4. Buy solid wood furniture, or be sure pressed wood products are sealed.

To keep emissions low from pressed wood furniture or cabinets, purchase items with a plastic laminate or coating on all sides. For some building and household products, there are low-formaldehyde options, such as U.L.E.F. (ultra-low-emitting formaldehyde), N.A.F. (no added formaldehyde) or C.A.R.B. (California Air Resources Board) Phase 1 or Phase 2 compliant.

Solid wood furniture contains no formaldehyde, and although more expensive than furniture made using particle board, solid wood furniture will usually last longer than furniture made using glues. Thrift shops and flea markets are good places to find used wood furniture at affordable prices.

5. Increase ventilation during painting projects. Use low-VOC paints.

Ensure there is adequate ventilation during all home painting or varnishing projects, or when installing wall-to-wall carpets using glues or adhesives. Low-VOC and Zero-VOC paints are now readily available at most paint stores, and these paints have the same or higher quality standards of conventional paints.

For a list of Low-VOC and Zero-VOC paints, see our page on Non-toxic Paints.

6. Let new furnishings “off-gas” before bringing indoors.

Allow products that contain formaldehyde to “air out” before bringing them into your home. Open all product packing to expose the products to air as much as possible.

7. Ventilate your home regularly.

Formaldehyde concentrations are higher indoors than they are outdoors, so you can decrease indoor formaldehyde levels by letting in fresh air. Also, high relative humidity increases formaldehyde emissions, so you can use a dehumidifier to reduce relative humidity to recommended levels of 50% in summer and 30% in winter.

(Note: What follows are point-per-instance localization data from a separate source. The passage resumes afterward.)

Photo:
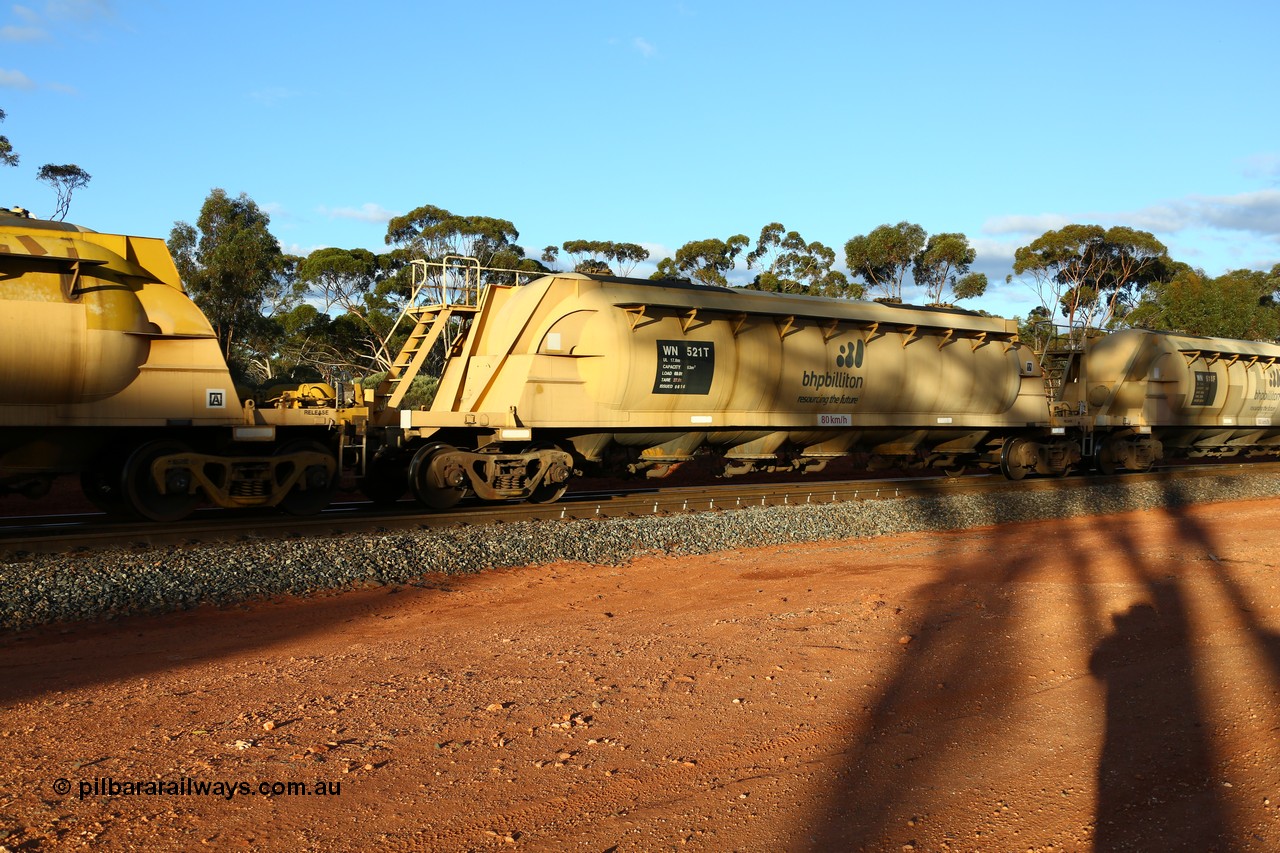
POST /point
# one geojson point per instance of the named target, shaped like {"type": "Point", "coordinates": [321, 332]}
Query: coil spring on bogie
{"type": "Point", "coordinates": [508, 482]}
{"type": "Point", "coordinates": [248, 488]}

The Report on Carcinogens notes that, although workers in manufacturing plants are more exposed to formaldehyde, and thus have higher associated risks, consumers should still avoid contact with formaldehyde where possible.

…formaldehyde is both worrisome and inescapable

Dr. Otis Brawley, chief medical officer at the American Cancer Society, said that formaldehyde is both worrisome and inescapable. “It’s the smell in new houses, and it’s in cosmetics like nail polish,” he said. “All a reasonable person can do is manage their exposure and decrease it to as little as possible. It’s everywhere.”